Ossau buco(lique)

Les montagnes en partage

Présentée comme une solution à la crise écologique, la notion de « communs » connaît aujourd’hui un notable regain d’attention. Dans la vallée d’Ossau, en Béarn (Pyrénées-Atlantiques), certains alpages sont encore gérés de manière collective, basant leur fonctionnement sur des formes très anciennes de droits d’usage.
Illustration Gautier Ducatez

Les résistances les plus radicales sont parfois invisibles pour les profanes. Chaque année, début juillet, lors du jour de transhumance à pied (la « dévête » comme on l’appelle dans la vallée d’Ossau), des dizaines de touristes s’amassent à la tombée de la nuit dans les rues étroites de Laruns. Envoûtés par le son sourd des cloches, les spectateurs mitraillent avec leurs appareils photo le défilé de milliers de basco-béarnaises, brebis laitières à la laine drue comme de longs cheveux blancs qui pendouillent jusqu’aux sabots. Tous connaissent le « fromage du pays » et l’AOC Ossau-Iraty. Peu cependant savent que, derrière leur apparence rude – épaules larges et cuisses épaisses sous leur short de rugby –, les éleveurs accompagnant les bêtes se partagent les estives de manière solidaire : ils se répartissent ces pâturages de montagne au-delà de toute notion de propriété privée ou de limite communale.

Une « anomalie » : en montagne, les pâtures et cabanes sont souvent privées.
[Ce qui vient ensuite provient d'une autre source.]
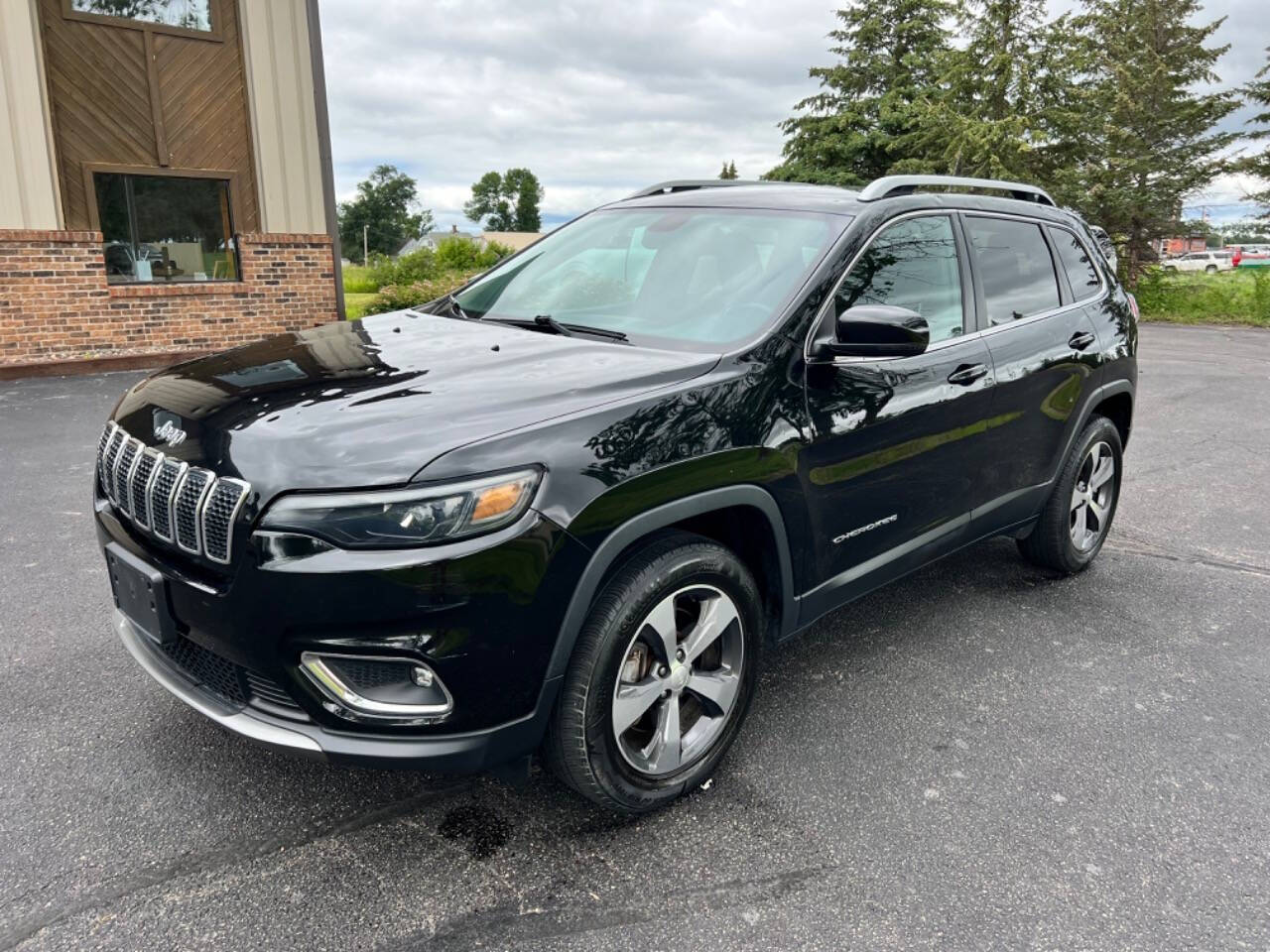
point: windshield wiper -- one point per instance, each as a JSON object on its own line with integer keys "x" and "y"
{"x": 457, "y": 309}
{"x": 572, "y": 330}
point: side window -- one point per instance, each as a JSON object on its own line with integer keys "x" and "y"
{"x": 1080, "y": 273}
{"x": 1015, "y": 268}
{"x": 911, "y": 264}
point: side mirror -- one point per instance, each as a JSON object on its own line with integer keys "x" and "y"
{"x": 878, "y": 330}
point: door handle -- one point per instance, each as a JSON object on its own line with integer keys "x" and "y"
{"x": 968, "y": 373}
{"x": 1080, "y": 339}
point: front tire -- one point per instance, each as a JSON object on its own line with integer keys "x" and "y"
{"x": 1078, "y": 517}
{"x": 661, "y": 678}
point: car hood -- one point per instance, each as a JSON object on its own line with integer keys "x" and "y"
{"x": 371, "y": 403}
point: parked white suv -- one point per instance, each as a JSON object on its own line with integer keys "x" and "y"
{"x": 1210, "y": 262}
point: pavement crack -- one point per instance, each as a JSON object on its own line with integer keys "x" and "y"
{"x": 1151, "y": 549}
{"x": 140, "y": 880}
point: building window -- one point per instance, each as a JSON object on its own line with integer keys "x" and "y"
{"x": 183, "y": 14}
{"x": 166, "y": 227}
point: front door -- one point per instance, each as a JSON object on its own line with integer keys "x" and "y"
{"x": 897, "y": 442}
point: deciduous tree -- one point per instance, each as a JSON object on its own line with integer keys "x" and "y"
{"x": 1259, "y": 164}
{"x": 870, "y": 99}
{"x": 388, "y": 207}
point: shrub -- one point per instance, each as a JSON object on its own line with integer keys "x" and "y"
{"x": 397, "y": 298}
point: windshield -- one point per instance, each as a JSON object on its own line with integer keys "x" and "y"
{"x": 697, "y": 277}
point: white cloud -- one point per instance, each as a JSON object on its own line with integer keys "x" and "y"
{"x": 595, "y": 99}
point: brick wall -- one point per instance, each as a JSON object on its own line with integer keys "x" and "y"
{"x": 55, "y": 302}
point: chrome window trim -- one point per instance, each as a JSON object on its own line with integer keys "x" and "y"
{"x": 198, "y": 512}
{"x": 244, "y": 490}
{"x": 150, "y": 485}
{"x": 951, "y": 341}
{"x": 125, "y": 488}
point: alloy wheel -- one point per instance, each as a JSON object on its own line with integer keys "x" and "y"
{"x": 679, "y": 680}
{"x": 1092, "y": 497}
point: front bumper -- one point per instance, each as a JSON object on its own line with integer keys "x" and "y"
{"x": 484, "y": 615}
{"x": 453, "y": 753}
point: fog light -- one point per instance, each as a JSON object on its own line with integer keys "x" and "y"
{"x": 377, "y": 688}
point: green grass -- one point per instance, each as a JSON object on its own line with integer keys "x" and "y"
{"x": 358, "y": 281}
{"x": 1241, "y": 296}
{"x": 356, "y": 303}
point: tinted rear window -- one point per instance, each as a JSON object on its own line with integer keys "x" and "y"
{"x": 1080, "y": 273}
{"x": 1015, "y": 268}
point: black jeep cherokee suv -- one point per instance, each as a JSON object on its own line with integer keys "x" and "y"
{"x": 570, "y": 507}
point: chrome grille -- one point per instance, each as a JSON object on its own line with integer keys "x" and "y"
{"x": 190, "y": 498}
{"x": 222, "y": 504}
{"x": 176, "y": 502}
{"x": 141, "y": 474}
{"x": 123, "y": 474}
Et quand les alpages appartiennent à une commune, il existe généralement un contrat de location direct, parfois très onéreux, entre celle-ci et l’éleveur.

De nombreux travaux historiques ont pourtant montré qu’en termes d’usage des terres, la stricte propriété privée n’a pas toujours été la règle. Jusqu’à la Révolution, la majorité des lois et des usages privilégiait les droits collectifs à la terre. Mais aujourd’hui, la vallée d’Ossau est une rare exception, une survivance à la réforme des enclosures débutée autour du XVIe siècle en Grande-Bretagne, durant laquelle de grands propriétaires anglais, puis européens, ont fermé les parcelles et exclu des terres communes les paysans les plus pauvres qui les utilisaient depuis le haut Moyen Âge. Une spoliation légale, qui initia une nouvelle pratique du droit à la propriété dans lequel s’enracina le capitalisme naissant1.

Décisions collectives

Officialisée dès 1012, la « dévête » ossaloise a donc pour sa part traversé les époques en résistant à l’envahisseur privé. Le Haut-Béarn compte en effet encore de 90 à 95 % de terres collectives, la plupart propriété des communes. Et quand une estive s’étale sur plusieurs municipalités, de manière indivisible, la gestion se fait alors par les éleveurs au travers d’un syndicat. Un fonctionnement que décrit Daniel Carrey, le président du « syndic » du bas-Ossau : « Il s’agit de montagnes non délimitées entre les communes. Dans chaque commune, les éleveurs choisissent un représentant pour faire valoir des droits, équivalents à des parts, sans savoir où se trouvent précisément leurs parts de pâturage. Ils élisent un “président”, qui a plus un rôle de coordinateur puisque les décisions sont votées ou prises sous le principe du compromis. Fait rare, tous les paysans reversent leur prime à l’herbe de la PAC2 au syndic. Ce qui permet de construire ou d’entretenir en commun les cabanes et de mettre aux normes les salles de fabrication fromagère. »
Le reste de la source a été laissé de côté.